Rep. Ted Poe, R-Texas, has introduced a resolution that spells out what advocates call urgent and long overdue improvements to the way family courts handle allegations of abuse made during custody disputes. The resolution will require that any claims of abuse be thoroughly investigated by the courts before any custody proceeding even begins.
“Protecting our children is one of the most important things we can do for society,” said Poe in a press statement announcing the measure. “Courts should resolve all claims of abuse independently before looking at any other factors in deciding custody or visitation. An independent and rigorous investigation into claims of abuse, coupled with heightened evidentiary standards, will help courts prevent the endangerment of any child.”
The resolution does not carry the force of law, but rather expresses the sentiment of both houses of Congress. Still, a coalition of 18 anti-domestic violence and child advocacy groups say adopting the resolution would be a critical step forward. They circulated a letter to Congress last Friday, encouraging support for the resolution.
“Too often, family courts sideline violence and abuse concerns in favor of unsound quasi-scientific psychological claims about the parents and children,” the letter said.
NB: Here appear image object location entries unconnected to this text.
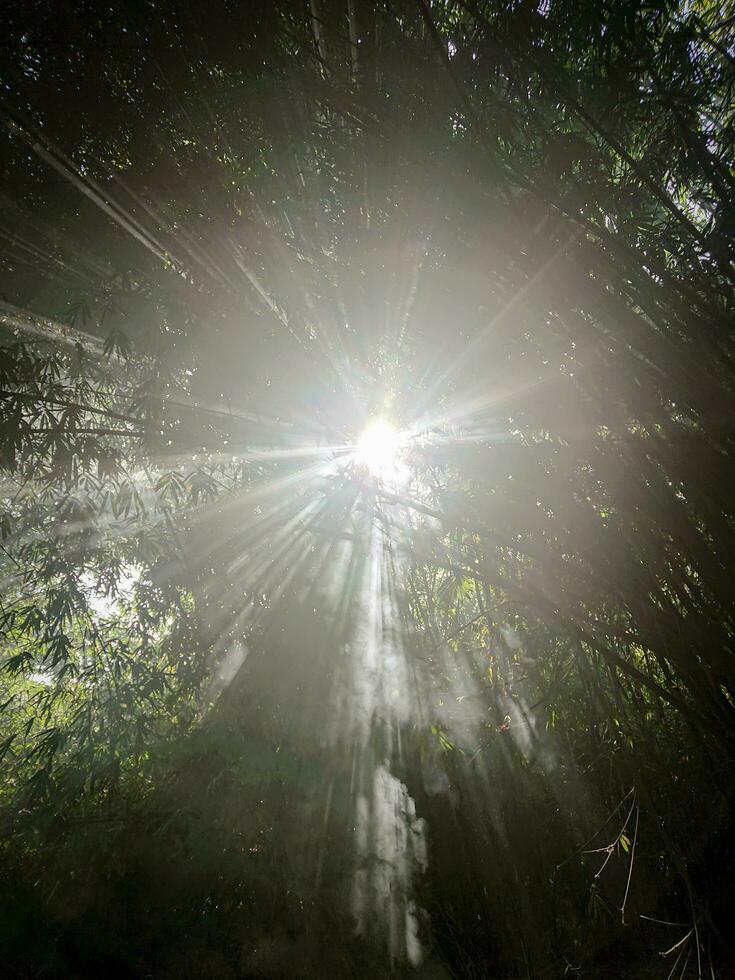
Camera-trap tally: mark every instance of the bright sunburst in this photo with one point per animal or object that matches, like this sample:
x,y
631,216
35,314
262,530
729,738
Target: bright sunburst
x,y
380,451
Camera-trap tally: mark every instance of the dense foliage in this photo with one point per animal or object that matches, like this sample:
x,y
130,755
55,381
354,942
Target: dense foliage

Concerns about the role of psychologists in family courts — they are often known as “forensic evaluators” — have existed for years, mostly discussed in the closed circles of those who work in the often poorly financed and volatile world of child welfare, child support and juvenile crime. ProPublica has spent several months exploring the work of such evaluators in New York City Family Court, and will publish some of its findings in the coming weeks.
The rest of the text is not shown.